The basic problem is that very specific tests are needed to check for specific chemicals. A complex array of reagents and light sources are needed to accurately isolate the chemicals that we are looking for. However, “Lab on a Chip” technologies are now able to incorporate complex fluid handling and growing combinations of optical analysis systems, together with capillary electrophoresis. All pretty fancy stuff.

The main application area for these devices at the moment is for toxin analysis of waste water and good progress is being made with pocket sized instruments. Unfortunately, they do not all come with an Aston Martin DBS attached.

Continuing our automotive and dare devil theme we also have a feature on crash test dummies, “Instrumentation Used in Vehicle Safety Testing at Millbrook Proving Ground Ltd” by Christine Connolly (pp. 91-98). These are now remarkably sophisticated with a complex array of accelerometers and load cells. These systems not only allow car manufacturers to ensure that they meet minimum standards but also enable the effects of design changes to be analysed.

Sensors give us the ability to measure – and what we can measure we can improve.

One common gripe that I have with sensor research in general is that often people spend a lot of time and even more money, working on complex problems while leaving seemingly simple problems on the shelf. Why, for example, has it taken us about 40 years from the development of a reliable ultrasonic distance sensor by Polaroid before such devices are making it into our cars as parking distance sensors? Why is it that we can measure miniscule pollutant gas levels,but it is still so very easy to burn the toast or cremate a pizza?

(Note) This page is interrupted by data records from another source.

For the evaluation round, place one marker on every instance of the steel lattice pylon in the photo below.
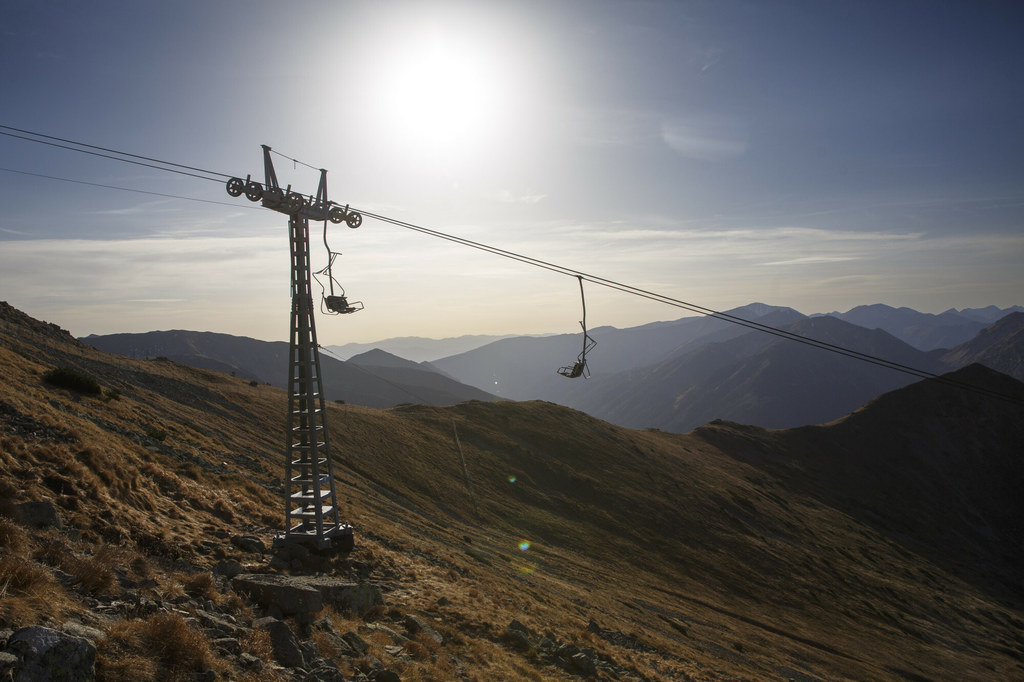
(311, 515)
(310, 502)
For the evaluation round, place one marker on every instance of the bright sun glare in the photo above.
(442, 96)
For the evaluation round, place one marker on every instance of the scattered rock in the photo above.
(357, 597)
(415, 625)
(282, 592)
(395, 637)
(584, 664)
(48, 654)
(355, 643)
(250, 544)
(40, 514)
(85, 632)
(250, 662)
(385, 676)
(228, 645)
(228, 568)
(324, 674)
(283, 641)
(8, 664)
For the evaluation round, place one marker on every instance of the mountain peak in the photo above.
(378, 357)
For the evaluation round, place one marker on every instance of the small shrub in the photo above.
(74, 380)
(12, 537)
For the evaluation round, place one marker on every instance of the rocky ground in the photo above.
(287, 614)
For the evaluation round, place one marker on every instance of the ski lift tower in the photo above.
(311, 516)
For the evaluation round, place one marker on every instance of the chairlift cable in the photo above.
(127, 161)
(140, 192)
(529, 261)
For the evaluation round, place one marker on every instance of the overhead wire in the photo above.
(140, 192)
(536, 262)
(104, 148)
(610, 284)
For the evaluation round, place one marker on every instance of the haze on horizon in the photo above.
(818, 156)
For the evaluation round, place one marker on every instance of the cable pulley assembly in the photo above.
(579, 369)
(292, 203)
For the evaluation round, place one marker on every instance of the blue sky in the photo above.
(817, 155)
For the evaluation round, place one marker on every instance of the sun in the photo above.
(443, 95)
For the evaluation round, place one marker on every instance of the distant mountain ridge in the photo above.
(266, 361)
(418, 348)
(668, 375)
(926, 331)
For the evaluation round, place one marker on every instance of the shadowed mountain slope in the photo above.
(757, 378)
(421, 381)
(266, 361)
(999, 347)
(709, 555)
(932, 466)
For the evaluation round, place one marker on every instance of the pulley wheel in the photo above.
(236, 186)
(273, 197)
(254, 192)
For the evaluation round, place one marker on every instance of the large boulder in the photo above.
(49, 655)
(357, 597)
(278, 593)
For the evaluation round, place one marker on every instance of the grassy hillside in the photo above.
(667, 556)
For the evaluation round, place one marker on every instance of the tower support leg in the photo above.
(311, 515)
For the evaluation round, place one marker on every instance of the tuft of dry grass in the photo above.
(29, 593)
(160, 647)
(13, 538)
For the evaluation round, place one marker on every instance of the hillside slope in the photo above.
(664, 556)
(266, 361)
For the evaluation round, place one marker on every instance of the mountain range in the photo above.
(536, 541)
(673, 376)
(375, 379)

One of this journal's primary aims is to introduce a wide variety of sensing technology to our readers. These days people tend to specialize into quite narrow fields and an inevitable consequence of this is that they miss out on potential developments in other areas because they simply never appear on their“radar”. I believe that great opportunities are being passed over as we use tunnel vision to scan the horizon while we miss out on what is around us.